Un detective con alzacuellos

Urko Urbieta. La fotogénica campiña inglesa y un cura, que podría pasar por modelo de Calvin Klein, con un olfato único para resolver asesinatos. Estos son los sencillos, pero efectivos ingredientes de Grantchester, serie inglesa de enorme éxito en su país, que ha comenzado a emitir Paramount Channel –aunque Movistar + ya ofreció el año pasado sus dos primeras temporadas–. Ambientada en 1953 en Grantchester, un pequeño pueblo cerca de Cambridge, sigue a Sidney Chambers (el actor James Norton interpretando el polo opuesto de su despreciable personaje en Happy Valley), un excombatiente de la II Guerra Mundial y atípico pastor anglicano empeñado en descubrir la verdad oculta tras diferentes sucesos que amenazan a sus feligreses.
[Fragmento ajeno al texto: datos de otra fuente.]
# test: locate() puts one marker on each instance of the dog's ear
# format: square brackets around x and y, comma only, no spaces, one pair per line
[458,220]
La serie es una partida al Cluedo que conjuga muy bien en los 45 minutos que dura cada episodio el procedimental detectivesco –chupito en casa si se adivina el asesino–. Y, sin duda, destaca por la química que mantiene con el resto de personajes a su alrededor: desde el gruñón inspector de policía al que saca de quicio, su sarcástica, y robaescenas, ama de llaves, así como la relación, casi romántica, con su primer amor. En resumen, Grantchester es un efectivo cruce entre Sherlock Holmes y Angela Lansbury. Disfruten.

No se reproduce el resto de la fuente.